Hi,
Is there a way to evaluate a solution of a PDE at one of the domain boundaries? E.g. if u is the solution that I’ve just obtained, is there a simple way to then obtain u(gamma) where gamma is a boundary of the domain on which u is defined? So then u(gamma) should only contain the values of u on gamma.

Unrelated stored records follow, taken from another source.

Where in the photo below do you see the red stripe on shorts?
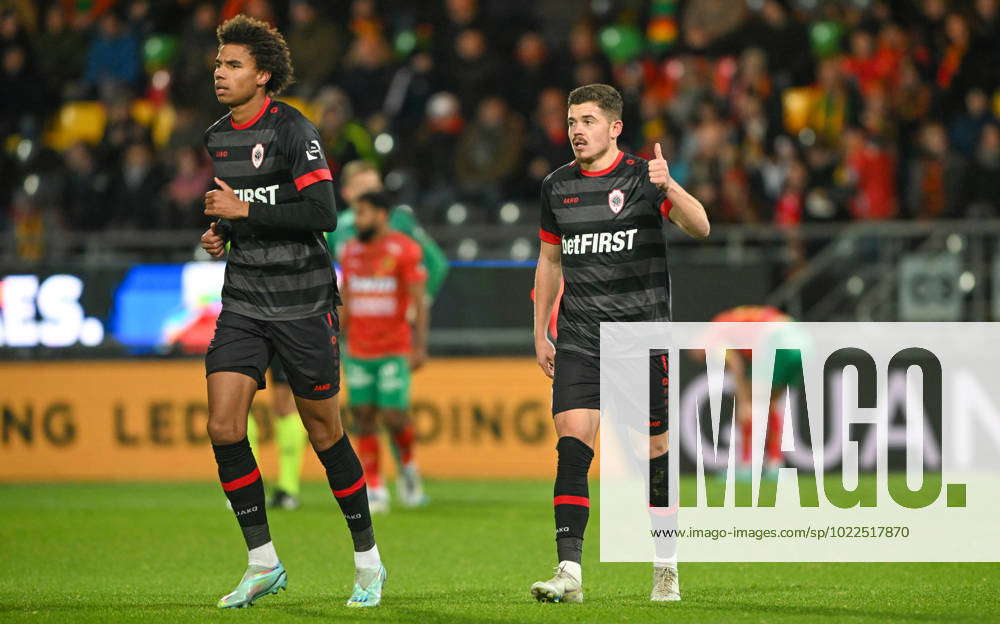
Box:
[552,494,590,508]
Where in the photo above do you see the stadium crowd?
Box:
[0,0,1000,259]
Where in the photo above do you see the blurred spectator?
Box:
[966,123,1000,218]
[315,87,378,180]
[681,0,747,52]
[740,0,812,90]
[809,59,859,146]
[173,2,225,120]
[455,96,524,206]
[948,88,995,158]
[384,51,435,140]
[100,95,150,168]
[220,0,277,26]
[433,0,484,66]
[0,44,48,136]
[844,128,897,221]
[504,31,558,117]
[907,123,962,219]
[339,34,393,122]
[37,5,86,101]
[84,10,142,94]
[521,87,573,197]
[109,143,170,230]
[556,22,611,89]
[774,159,809,227]
[166,147,214,228]
[413,92,465,206]
[446,28,498,116]
[286,0,343,99]
[11,193,48,262]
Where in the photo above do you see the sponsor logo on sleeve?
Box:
[306,139,323,160]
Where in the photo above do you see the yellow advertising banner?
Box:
[0,358,556,482]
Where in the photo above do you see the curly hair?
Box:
[215,14,295,95]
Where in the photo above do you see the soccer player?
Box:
[531,84,709,602]
[201,15,386,607]
[326,160,448,305]
[340,192,430,512]
[712,305,804,480]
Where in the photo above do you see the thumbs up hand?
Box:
[205,178,250,219]
[649,143,670,193]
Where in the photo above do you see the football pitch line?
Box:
[0,481,1000,624]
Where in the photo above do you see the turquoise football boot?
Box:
[217,563,288,609]
[347,564,387,608]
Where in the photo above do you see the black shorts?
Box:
[552,350,670,435]
[270,353,288,386]
[205,310,340,401]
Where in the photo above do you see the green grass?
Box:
[0,482,1000,624]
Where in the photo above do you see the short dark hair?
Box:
[566,84,623,121]
[215,14,295,95]
[358,191,392,212]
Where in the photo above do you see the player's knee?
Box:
[207,418,247,445]
[382,409,408,432]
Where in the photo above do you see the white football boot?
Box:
[396,462,427,507]
[531,565,583,602]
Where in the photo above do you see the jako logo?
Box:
[562,228,639,256]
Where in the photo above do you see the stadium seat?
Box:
[781,87,816,134]
[45,101,107,151]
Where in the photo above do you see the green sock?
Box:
[274,412,308,496]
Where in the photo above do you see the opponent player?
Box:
[531,84,709,602]
[202,15,386,607]
[340,192,430,511]
[247,355,308,511]
[712,305,803,480]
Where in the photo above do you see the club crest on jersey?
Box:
[608,189,625,214]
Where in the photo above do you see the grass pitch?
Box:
[0,481,1000,624]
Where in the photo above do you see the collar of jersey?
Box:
[229,97,271,130]
[580,150,625,178]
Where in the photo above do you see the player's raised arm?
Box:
[649,143,711,238]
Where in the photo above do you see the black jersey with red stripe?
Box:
[205,98,340,320]
[539,153,670,355]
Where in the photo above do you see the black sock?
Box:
[212,438,271,550]
[552,436,594,563]
[316,433,375,552]
[649,451,670,507]
[649,451,677,562]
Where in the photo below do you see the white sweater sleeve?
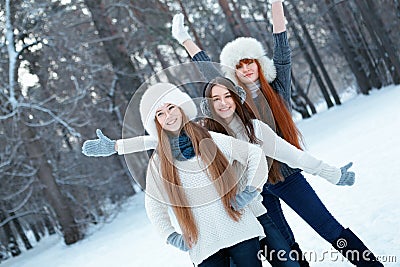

Hope this is clear, please say if it isn’t and thanks!
James
If I understand your question correctly, this might be what you’re looking for:
mesh Th = square(10,10);
fespace Xh(Th, P1);
Xh uBoundary, uGlobal = 10;
int BClabel = 1;
varf tgvOnBoundary(UX, VX) = on(BClabel, UX = 1);
real[int] OneOnBoundary = tgvOnBoundary(0, Xh, tgv = 1);
uBoundary[] = uGlobal[].*OneOnBoundary;
plot(uBoundary);
Hi Chris, thanks for reply!
This certainly looks close to what I need. I may have further questions soon though, if that’s not a problem.
Yes it is simple now
You can build the mesh of the boundary like :
load "msh3"
mesh Th=square(10,10);
meshL TBh = extract(Th);
plot(TBh,wait=1);
fespace Vh(Th,P2);
Vh u = x*y;
fespace VBh(TBh,P2);
VBh bu= u; // restiction of u of border ..
plot(bu,wait=1);
Hi Frederic, thanks for your answer! This seems close, although I need the function evaluated at a specific border, rather than the entire boundary. Apologies, I used the word ‘boundary’ in my question when I actually meant to say ‘border’. I believe that Chris’ answer above should work in my code though!
remark extract can do only a part of boundary,
int[int] ll=[1,2];
meshL TBh = extract(Th,label=ll); // extract only border with label 1 and 2.
Ah brilliant. This could be very useful to me! Many thanks.